Those Places Thursday: Oh, The Places You Go!



Back in September of last year, I had the opportunity to tour a cemetery. I even had to buy tickets for this. I was very excited, but realize that not everyone would jump at such a chance. I bought two tickets but wound up selling one to someone else the day of the tour because I couldn’t find any family or friends as eager as I was to take this trip. (I do know there are other genealogists and history buffs out there that would have been as enthusiastic about it as I was.)

Forest Lawn Cemetery is a fascinating historical place. The cemetery occupies over 250 acres (I walked about three miles total on the tour but didn’t see everything) and contains the remains of some historical and noteworthy individuals such as President Millard Fillmore, Dorothy Goetz the first wife of Irving Berlin, Rick James, and Barbara Franklin the mother of singer Aretha Franklin.


I took a lot of photographs of various stones, monuments and mausoleums. I even got the chance to see some living residents (the cemetery association does impersonations of some of the “residents” there.) There’s a deer that lives on the grounds that became famous for being a surrogate goose father. Cemetery personnel dubbed him “John Deer” and he even made local news. When the tour was over I drove my car around to some of the places I didn’t get to see on the tour. While driving along, I saw another sign of life in the cemetery. I drove down one lane covered by trees and noted a car parked on the side. A young woman was sitting on the hood of the car while her beau stood on the side serenading her with his guitar. How romantic!

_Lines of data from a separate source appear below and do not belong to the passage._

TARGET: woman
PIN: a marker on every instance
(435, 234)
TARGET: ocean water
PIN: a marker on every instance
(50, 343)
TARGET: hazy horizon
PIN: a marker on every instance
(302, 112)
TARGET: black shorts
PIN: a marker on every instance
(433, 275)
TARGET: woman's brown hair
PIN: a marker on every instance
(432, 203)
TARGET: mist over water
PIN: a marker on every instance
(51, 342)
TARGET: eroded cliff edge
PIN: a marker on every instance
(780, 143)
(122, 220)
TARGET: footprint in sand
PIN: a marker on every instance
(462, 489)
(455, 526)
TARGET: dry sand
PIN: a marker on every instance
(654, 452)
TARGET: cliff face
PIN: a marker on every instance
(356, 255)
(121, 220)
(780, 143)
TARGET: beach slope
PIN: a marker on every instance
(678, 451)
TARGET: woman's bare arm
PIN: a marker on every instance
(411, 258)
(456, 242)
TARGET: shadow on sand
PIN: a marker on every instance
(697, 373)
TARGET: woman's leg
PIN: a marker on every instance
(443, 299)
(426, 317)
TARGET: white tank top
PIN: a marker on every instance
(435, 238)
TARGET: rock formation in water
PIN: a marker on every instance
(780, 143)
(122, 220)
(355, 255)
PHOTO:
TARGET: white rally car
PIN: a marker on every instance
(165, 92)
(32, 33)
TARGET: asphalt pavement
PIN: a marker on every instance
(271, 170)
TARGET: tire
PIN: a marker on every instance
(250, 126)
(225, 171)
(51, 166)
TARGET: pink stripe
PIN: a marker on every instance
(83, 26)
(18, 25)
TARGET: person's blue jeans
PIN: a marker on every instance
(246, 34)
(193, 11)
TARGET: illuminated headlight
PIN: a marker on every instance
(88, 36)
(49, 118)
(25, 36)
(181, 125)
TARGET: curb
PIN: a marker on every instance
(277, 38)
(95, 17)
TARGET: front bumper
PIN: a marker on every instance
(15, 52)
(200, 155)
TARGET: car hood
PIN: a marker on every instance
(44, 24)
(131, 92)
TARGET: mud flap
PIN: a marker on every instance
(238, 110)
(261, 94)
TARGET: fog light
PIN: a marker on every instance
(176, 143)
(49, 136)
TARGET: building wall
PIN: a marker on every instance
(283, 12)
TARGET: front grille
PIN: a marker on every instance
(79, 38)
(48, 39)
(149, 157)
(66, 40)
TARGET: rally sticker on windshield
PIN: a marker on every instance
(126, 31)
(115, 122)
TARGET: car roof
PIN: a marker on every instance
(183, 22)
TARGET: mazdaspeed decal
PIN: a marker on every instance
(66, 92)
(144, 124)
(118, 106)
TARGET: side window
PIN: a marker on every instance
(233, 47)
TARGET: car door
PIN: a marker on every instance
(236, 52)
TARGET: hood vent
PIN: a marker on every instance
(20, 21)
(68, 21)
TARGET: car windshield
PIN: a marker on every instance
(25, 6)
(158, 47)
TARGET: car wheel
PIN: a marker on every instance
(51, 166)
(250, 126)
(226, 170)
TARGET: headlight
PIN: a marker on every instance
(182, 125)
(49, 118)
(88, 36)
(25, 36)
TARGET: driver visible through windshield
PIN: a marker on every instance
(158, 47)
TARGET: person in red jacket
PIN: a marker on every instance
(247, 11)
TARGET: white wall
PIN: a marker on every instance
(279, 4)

Writer Mary Lou Brannon put it so eloquently when she said, “A cemetery is a history of people – a perpetual record of yesterday. A cemetery exists because every life is worth living and remembering – always.”


Comments

  1. I had to laugh at buying tickets for a cemetery tour -- not that I wouldn't have gladly joined you -- but it was the thought of giving my sister a ticket. She already tells tales about how I drag her through cemeteries for hours on end. Hmmm, I might have to buy a ticket for her, just for the fun of it.